2. Menggunakan klasifikasi rasio permintaan dan persediaan.
3. Tujuan daripada pendekatan ini hanyalah untuk memenuhi kebutuhan tenaga kerja, disisi lain tuntutan dunia kerja berubah-ubah sesuai dengan cepatnya perubahan zaman.
B. Hubungan antara perencanaan pendidikan dengan Pendekatan Ketenagakerjaan
Perencana pendidikan diminta untuk merencanakan kegiatan usaha pendidikan sedemikian rupa sehingga menjamin setiap individu (baik seorang lulusan maupun seorang yang putus sekolah) dapat terjun kemasyarakat dengan sesuatu kemampuan untuk langsung menjadi seorang pekerja yang produktif. Dengan kata lain sistem pendidikannya harus menghasilkan lulusan-lulusan dari berbagai tingkat dan jenis keahlian yang siap pakai.
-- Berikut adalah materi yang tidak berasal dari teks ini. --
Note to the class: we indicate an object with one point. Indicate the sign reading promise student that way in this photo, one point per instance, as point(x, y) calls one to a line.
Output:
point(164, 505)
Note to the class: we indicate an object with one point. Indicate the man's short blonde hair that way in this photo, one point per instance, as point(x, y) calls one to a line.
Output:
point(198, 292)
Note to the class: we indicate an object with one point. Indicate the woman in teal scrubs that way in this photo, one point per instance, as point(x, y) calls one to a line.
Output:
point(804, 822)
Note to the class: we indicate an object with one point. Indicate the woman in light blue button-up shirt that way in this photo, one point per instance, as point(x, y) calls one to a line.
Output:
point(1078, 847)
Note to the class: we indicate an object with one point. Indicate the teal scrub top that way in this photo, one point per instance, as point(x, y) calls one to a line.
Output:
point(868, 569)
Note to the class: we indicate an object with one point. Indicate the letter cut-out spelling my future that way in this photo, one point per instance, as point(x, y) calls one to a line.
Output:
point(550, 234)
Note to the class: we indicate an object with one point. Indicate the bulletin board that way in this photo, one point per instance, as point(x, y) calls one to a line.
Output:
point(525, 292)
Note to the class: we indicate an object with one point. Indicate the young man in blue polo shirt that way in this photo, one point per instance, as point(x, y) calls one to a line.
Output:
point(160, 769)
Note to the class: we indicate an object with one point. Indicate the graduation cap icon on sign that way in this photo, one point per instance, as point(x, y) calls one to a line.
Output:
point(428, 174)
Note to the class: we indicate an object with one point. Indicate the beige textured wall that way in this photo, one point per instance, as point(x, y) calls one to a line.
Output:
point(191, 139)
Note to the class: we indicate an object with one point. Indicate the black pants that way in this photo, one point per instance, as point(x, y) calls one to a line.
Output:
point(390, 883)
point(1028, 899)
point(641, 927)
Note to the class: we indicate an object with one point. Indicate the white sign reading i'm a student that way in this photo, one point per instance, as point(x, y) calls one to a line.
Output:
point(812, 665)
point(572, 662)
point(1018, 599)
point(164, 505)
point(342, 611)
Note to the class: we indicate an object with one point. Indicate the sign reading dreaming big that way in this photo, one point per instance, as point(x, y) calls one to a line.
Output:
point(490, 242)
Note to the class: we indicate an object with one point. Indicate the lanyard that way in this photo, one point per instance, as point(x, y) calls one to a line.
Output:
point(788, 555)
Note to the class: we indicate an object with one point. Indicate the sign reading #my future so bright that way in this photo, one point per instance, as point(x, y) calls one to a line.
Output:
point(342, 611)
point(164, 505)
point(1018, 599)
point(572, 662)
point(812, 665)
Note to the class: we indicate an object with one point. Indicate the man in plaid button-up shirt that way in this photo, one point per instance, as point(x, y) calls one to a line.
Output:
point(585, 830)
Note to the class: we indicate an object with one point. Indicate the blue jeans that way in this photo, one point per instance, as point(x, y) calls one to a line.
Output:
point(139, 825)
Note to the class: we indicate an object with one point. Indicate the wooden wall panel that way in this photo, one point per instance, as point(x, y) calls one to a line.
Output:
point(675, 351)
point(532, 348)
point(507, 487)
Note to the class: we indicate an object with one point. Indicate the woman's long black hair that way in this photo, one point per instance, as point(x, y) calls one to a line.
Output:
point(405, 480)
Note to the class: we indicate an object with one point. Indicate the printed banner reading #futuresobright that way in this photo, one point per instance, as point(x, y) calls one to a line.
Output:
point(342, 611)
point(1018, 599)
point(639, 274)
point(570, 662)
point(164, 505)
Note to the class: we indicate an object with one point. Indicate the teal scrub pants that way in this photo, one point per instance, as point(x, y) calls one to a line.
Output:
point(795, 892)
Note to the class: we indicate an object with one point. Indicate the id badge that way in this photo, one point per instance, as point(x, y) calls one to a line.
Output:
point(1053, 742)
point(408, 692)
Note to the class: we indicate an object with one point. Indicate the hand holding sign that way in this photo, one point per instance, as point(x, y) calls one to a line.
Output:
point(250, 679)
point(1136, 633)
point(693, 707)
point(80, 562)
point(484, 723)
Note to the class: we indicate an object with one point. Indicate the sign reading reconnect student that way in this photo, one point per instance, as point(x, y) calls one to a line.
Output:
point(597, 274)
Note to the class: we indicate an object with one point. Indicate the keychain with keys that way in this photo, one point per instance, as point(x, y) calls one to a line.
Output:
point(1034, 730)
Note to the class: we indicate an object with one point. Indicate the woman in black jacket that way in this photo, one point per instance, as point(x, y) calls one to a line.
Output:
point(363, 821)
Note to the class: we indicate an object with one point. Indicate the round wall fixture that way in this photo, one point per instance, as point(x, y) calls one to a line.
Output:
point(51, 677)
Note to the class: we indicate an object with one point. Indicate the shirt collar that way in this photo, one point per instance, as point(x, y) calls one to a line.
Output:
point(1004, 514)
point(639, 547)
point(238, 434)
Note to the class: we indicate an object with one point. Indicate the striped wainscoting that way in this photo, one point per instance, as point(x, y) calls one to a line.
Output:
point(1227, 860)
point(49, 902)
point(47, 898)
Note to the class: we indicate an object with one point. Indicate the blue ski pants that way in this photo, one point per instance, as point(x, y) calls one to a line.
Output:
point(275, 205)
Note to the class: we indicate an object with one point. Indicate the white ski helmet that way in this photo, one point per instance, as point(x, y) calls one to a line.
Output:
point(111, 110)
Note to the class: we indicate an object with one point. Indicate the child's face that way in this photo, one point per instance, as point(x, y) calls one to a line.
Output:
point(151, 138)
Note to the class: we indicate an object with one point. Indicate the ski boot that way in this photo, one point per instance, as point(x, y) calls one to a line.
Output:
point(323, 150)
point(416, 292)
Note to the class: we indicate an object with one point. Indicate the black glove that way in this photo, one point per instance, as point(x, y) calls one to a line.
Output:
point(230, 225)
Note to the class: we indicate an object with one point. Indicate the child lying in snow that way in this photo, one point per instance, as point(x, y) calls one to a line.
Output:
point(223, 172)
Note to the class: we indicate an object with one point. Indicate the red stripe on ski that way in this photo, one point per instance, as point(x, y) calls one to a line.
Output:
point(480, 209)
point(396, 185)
Perencanaan pendidikan di Indonesia selain menggunakan pendekatan tuntutan masyarakat seperti yang sudah pernah diuraikan, juga tidak mengabaikan pendekatan ketenagakerjaan. Disadari dengan sungguh-sungguh bahwa tanpa tenaga pembangunan yang ahli, terampil dan sesuai dengan
lapangan kerja yang memerlukannya tidak mungkin pembangunan nasional dapat berjalan dengan lancar. Bahkan untuk mengambil jalan pintas, Pemerintah mengharapkan selainn melalui pendidikan formal, ditempuh juga pendidikan informal dalam langkah proses alih teknologi melaui usaha penanaman modal asing di Indonesia. Namun dalam kenyataannya masih banyak hambatan-hambatan dalam usaha menyusun perencanaan pendidikan dengan menggunakan pendekatan “ketenagakerjaan” ini di antara negara-negara yang sedang berkembang seperti juga halnya dengan kenyataan yang dialami di Indonesia. Beberapa hambatan pokok yang dihadapi antara lain.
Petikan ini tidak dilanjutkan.